Antiproton-Hydrogen Atom Annihilation.

Abstract

Abstract : For antiproton energies of several eV or less annihilation in matter occurs through atomic rearrangement processes in which the antiproton becomes bound to a nucleus prior to annihilation. Annihilation cross sections via rearrangement at such energies are much higher than for direct antiproton nucleon annihilation and are therefore of consequence to antiproton annihilation propulsion of space craft. Existing calculations of the antiproton-hydrogen atom rearrangement cross section are semiclassical and employ the Born Oppenheimer approximation. They also employ various arguments in regard to the behavior of the system when the Born Oppenheimer approximation breaks down at small antiproton-proton separations. These arguments indicate that rearrangement is essentially irreversible. In the present study, a detailed investigation was made of the antiproton-hydrogen atom system when the Born Oppenheimer approximation breaks down.
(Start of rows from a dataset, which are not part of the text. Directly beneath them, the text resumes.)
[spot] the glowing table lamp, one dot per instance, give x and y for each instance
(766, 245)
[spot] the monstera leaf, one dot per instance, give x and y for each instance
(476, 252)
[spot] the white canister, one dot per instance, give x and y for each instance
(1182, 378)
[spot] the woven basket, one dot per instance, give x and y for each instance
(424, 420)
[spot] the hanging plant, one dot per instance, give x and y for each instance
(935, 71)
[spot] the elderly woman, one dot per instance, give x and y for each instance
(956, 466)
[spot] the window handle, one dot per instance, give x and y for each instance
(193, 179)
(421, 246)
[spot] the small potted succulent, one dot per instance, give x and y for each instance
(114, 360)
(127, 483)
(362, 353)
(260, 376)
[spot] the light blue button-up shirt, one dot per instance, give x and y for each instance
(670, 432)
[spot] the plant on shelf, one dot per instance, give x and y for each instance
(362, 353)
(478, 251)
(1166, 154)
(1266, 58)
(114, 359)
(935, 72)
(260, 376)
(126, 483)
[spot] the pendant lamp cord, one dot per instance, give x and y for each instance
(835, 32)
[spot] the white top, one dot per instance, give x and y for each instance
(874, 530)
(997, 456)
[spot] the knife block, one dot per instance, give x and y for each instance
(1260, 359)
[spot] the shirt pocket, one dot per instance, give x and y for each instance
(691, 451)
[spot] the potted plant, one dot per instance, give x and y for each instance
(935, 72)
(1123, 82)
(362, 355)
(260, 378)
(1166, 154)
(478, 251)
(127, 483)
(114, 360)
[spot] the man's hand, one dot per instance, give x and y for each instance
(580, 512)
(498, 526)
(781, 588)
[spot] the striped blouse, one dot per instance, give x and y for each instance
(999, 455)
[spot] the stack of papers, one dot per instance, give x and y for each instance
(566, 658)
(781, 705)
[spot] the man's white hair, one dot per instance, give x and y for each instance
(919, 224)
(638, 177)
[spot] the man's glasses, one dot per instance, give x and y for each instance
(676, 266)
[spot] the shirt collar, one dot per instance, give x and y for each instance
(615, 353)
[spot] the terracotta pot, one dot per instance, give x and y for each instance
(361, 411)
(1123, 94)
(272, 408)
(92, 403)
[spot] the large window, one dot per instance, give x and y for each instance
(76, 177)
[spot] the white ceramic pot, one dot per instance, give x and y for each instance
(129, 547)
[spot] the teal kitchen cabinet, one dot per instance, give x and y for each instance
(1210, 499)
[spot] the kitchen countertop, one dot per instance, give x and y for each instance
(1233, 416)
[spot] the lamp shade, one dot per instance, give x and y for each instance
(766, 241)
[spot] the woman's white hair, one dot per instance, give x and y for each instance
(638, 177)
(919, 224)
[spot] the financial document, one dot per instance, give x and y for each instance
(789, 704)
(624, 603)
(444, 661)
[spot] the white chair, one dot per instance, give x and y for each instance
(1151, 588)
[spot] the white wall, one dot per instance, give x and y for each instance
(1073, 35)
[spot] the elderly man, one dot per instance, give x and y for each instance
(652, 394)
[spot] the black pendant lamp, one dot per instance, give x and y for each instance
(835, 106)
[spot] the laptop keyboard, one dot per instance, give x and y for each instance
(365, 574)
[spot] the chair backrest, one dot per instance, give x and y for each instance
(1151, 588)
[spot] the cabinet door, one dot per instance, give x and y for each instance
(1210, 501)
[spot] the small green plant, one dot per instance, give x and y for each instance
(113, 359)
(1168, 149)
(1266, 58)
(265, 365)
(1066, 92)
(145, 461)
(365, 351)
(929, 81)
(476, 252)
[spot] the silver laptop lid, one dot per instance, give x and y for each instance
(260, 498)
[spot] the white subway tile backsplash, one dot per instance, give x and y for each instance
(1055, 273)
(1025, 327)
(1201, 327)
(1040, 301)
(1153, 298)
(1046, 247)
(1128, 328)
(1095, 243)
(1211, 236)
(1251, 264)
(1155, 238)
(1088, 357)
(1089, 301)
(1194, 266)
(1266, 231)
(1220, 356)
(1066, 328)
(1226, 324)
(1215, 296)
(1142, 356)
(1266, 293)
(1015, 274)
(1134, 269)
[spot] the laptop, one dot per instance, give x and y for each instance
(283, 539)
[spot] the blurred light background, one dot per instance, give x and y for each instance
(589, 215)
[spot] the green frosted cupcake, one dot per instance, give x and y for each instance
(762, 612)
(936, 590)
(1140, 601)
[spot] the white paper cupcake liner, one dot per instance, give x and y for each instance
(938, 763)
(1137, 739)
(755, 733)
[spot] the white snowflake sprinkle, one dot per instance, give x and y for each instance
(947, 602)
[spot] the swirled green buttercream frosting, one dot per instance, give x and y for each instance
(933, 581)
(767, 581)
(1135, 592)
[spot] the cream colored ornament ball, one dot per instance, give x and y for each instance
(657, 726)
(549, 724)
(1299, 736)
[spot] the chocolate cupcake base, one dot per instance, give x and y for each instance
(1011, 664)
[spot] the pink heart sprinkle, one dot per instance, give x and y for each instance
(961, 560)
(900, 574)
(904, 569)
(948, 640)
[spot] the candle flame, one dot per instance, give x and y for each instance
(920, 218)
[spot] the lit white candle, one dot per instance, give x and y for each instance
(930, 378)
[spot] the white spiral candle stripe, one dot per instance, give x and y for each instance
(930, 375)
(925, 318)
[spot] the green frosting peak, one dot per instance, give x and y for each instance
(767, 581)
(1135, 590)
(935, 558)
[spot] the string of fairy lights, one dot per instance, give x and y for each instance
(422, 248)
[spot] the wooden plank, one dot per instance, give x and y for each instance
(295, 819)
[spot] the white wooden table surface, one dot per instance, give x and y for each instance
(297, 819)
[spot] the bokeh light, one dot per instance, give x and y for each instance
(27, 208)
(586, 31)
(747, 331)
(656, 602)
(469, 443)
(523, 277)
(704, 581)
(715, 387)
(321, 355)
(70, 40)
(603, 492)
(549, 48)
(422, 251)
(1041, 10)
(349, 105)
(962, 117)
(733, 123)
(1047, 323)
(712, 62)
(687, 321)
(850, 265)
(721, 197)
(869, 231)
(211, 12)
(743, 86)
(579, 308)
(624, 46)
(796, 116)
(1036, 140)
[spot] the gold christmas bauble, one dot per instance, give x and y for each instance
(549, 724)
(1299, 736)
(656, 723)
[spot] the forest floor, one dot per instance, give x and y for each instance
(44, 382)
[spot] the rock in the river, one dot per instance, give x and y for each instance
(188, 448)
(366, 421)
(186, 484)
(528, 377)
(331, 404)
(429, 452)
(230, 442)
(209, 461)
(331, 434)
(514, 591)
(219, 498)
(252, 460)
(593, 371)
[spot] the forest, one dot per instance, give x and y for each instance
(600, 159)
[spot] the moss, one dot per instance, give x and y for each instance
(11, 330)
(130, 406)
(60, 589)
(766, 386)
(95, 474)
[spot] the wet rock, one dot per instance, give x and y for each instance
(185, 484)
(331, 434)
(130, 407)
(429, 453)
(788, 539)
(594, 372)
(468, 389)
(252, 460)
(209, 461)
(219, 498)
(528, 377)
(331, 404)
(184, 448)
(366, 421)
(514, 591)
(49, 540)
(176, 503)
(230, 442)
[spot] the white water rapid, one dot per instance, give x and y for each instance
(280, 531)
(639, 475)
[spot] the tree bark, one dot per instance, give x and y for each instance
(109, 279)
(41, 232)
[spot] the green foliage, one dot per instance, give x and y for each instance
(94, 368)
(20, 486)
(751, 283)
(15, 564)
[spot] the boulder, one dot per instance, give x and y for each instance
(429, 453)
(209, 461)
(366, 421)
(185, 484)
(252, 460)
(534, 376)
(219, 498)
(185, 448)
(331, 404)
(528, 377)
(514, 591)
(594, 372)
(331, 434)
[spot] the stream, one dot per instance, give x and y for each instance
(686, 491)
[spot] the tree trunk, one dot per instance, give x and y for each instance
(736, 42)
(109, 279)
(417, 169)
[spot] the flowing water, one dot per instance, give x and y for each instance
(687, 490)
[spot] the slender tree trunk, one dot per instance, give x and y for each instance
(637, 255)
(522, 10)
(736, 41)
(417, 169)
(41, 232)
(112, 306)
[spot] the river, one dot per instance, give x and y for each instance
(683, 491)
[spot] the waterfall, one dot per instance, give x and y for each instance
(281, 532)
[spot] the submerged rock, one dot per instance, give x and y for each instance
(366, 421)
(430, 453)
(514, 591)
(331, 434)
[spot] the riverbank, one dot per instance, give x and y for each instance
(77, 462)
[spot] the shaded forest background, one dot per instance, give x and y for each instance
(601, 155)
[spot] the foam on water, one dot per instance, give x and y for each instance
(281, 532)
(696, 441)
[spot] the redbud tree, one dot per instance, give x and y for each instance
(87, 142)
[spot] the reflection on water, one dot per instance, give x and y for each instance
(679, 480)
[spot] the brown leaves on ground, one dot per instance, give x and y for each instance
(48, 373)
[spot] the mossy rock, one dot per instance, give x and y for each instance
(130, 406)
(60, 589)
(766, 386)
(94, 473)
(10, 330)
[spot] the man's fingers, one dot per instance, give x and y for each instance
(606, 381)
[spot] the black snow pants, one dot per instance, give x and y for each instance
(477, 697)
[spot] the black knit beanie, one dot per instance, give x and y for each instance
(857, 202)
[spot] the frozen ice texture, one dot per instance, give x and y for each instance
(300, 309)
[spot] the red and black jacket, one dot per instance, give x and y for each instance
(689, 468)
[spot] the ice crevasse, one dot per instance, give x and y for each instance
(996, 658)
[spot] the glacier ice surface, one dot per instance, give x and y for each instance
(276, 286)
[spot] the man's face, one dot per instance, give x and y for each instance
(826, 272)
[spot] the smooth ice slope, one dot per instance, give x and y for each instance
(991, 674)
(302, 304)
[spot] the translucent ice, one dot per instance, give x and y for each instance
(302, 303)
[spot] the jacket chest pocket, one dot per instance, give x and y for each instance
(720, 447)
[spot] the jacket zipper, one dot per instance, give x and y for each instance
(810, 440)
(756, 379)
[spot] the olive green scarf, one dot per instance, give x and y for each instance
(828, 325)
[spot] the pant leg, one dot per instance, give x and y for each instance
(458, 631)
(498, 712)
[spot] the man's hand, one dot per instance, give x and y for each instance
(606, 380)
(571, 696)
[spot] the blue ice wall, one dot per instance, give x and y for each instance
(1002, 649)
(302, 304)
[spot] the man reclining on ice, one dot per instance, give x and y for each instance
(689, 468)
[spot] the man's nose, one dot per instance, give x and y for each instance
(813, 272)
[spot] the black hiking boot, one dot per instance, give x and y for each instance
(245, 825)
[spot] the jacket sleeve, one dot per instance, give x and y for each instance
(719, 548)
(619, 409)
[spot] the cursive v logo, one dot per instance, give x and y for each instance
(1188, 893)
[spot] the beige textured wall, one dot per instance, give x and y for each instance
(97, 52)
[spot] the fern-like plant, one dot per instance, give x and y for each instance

The results of this study indicate that the previous arguments were approximately correct, but that there is a significant probability for rearrangement reversing prior to annihilation. This probability is estimated to be about 20%. This consequent reduction in annihilation cross section has little or no negative consequences for antiproton annihilation propulsion at the present time. However, because of the approximate nature of this result and because more accurate values will be required in the future, it is important to conduct an accurate, fully quantum mechanical calculation of antiproton-hydrogen atom rearrangement.